King had a request. He said he wanted Branch at the rally later to play "Precious Lord," a song that was a favorite.

Witnesses to murder

As King leaned on the balcony and the banter continued, they all had their eyes glued on him. And from somewhere across Mulberry Street, just beyond the motel grounds, an assassin was lying in wait, prepared to strike. Those who were the closest to King would see the killing as no others would see it. They actually witnessed the instant the bullet hit King, exploding with such force that it ripped a hole larger than a fist in his neck and jaw, hurling him onto his back, leaving him virtually dead on the balcony.

In the horror of the moment, those who watched stood frozen. Then, instinctively they jumped down, then back up and down again. And it continued that way.

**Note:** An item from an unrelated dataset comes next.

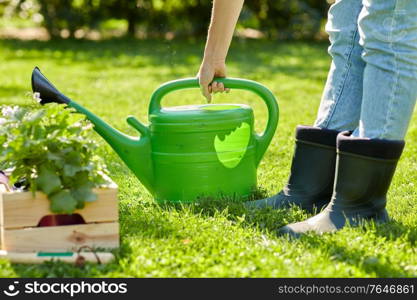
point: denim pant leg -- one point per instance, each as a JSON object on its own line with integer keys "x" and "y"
{"x": 388, "y": 34}
{"x": 341, "y": 102}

For me, it was different. When the shot rang out, I was inside my room, No. 214, on the ground floor of the motel. The door was open; I had been pacing about inside trying to get a telephone line to get my story to New York in time to make a deadline. I did not see the bullet strike King. When the gunshot echoed through the motel yard, I did not know that an assassin had struck. But in two, perhaps three strides, I was in the doorway, looking to learn what had happened.

What was it, I wondered? Had a bomb exploded?